After sudden demonetization, SMES may be the worst affected much more than the big corporates, because the later are already digital. As a result of consistent cash crunch & cash flow mismatch, loan portfolio of the SMES may be in great stress; even personal loan delinquencies may rise after demonetization led economic disruptions.

Thus banks may be the biggest loser in this epic experiment of demonetization as they are unable to earn any significant on the huge demonetization deposits and more over, they have to pay the minimum 4% pa for such savings deposit and there is no fresh incremental demands of loans also. 

Moreover, operating costs of the banks may have increased significantly for the demonetization led cash & compliance management. Thus, NIM & earnings of the banks may be in “deep water” for Q3 as well as Q4FY16. 

Only “windfall gain” for the banks may be sudden spurt in loan/NPA repayments after demonetization in old notes for around Rs.66000 cr. But, this may also be treated as “black/unaccounted money” by the IT/ED later, where repayment was more than Rs.2.5 lakhs in old notes (cash) and there may also be some types of litigation.
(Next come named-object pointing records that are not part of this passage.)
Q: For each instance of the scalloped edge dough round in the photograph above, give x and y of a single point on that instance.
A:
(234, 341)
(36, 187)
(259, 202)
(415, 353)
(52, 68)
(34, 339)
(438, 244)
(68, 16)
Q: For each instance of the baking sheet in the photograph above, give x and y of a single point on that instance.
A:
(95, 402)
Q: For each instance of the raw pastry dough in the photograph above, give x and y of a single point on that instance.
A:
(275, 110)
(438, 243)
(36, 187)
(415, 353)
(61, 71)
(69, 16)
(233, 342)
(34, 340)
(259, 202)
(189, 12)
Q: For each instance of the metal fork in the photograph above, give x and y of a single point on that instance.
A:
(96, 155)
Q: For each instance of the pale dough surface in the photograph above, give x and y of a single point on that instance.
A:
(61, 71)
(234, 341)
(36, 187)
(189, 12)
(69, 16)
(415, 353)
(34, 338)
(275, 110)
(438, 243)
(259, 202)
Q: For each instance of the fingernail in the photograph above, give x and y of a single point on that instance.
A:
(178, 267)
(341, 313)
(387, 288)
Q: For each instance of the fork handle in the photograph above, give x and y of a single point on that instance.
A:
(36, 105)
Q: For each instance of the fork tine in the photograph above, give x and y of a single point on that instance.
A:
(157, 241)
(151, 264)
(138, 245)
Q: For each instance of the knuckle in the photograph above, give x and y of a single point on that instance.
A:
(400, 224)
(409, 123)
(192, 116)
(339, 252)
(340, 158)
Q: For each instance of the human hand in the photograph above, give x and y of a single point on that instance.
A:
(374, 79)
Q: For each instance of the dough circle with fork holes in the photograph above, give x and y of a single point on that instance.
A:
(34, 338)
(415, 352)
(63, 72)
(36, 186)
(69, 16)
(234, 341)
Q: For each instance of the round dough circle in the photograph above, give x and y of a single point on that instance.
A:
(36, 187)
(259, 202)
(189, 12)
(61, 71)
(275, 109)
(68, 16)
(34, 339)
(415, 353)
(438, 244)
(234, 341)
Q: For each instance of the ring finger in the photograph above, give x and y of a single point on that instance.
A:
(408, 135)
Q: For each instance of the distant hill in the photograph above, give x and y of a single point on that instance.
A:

Today Govt also notified an ordinance to give legality for the demonetization and limitations to further hold the old currency notes. This may be the last effort by the Govt, desperate for an “windfall gain” out of demonetization for a “special dividend” from the RBI to give “immediate stimulus” to the “Aam Admi” (JDY accounts having zero/nominal balance) by way of “farm loan waivers” or even by “direct deposits” (desi version of helicopter money).
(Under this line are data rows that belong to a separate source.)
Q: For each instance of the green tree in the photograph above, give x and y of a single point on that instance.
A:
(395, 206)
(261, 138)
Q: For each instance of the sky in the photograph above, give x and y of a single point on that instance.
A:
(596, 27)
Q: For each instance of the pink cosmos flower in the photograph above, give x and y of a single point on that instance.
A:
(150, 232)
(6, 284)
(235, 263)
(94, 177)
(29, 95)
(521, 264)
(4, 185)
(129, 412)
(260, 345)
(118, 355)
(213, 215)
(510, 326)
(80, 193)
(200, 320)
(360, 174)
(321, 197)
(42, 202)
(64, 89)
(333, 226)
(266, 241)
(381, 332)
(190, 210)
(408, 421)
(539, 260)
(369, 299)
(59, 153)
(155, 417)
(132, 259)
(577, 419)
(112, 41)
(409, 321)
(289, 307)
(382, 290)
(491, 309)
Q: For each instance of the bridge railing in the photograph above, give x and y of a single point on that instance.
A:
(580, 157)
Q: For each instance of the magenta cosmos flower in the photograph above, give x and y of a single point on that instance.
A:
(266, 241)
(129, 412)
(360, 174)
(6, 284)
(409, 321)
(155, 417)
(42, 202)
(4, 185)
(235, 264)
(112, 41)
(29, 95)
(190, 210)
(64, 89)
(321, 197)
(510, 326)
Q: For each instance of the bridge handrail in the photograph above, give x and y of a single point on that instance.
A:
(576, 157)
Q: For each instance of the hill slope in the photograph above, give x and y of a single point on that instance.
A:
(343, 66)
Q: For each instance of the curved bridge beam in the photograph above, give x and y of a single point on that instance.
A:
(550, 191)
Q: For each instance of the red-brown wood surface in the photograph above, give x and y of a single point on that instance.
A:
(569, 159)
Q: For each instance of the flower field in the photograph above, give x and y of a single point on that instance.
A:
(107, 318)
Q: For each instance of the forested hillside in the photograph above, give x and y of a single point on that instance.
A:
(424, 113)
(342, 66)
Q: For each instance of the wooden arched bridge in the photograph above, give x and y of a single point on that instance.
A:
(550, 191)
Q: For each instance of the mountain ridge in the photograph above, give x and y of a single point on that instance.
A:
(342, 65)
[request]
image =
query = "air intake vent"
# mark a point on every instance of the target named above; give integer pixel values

Although, Gov (Patel) has clearly denied such possibility in the last RBI meet of an “windfall gain” out of “cosmetic treatment” of its balance sheet without any actual P/L effect, it’s interesting to see, what RBI can do this time to protect the independence & credibility of the institution by saying “no” on the face of the Govt. As former RBI Gov, Rajan emphasized in his farewell note, that RBI as an institution must have the ability to say “no” for any illogical demands, even from the Govt, investors may be now missing the “vocal” Rajan and feeling the actual pain of “Rexit”. A healthy central bank is essential for for a country's banking system and any attempt by the Govt to directly recapitalize the ailing PSBS from the coffers of the RBI may not be taken well by the investors (FPIS); bond market & INR may react adversely and EQ market may also follow that.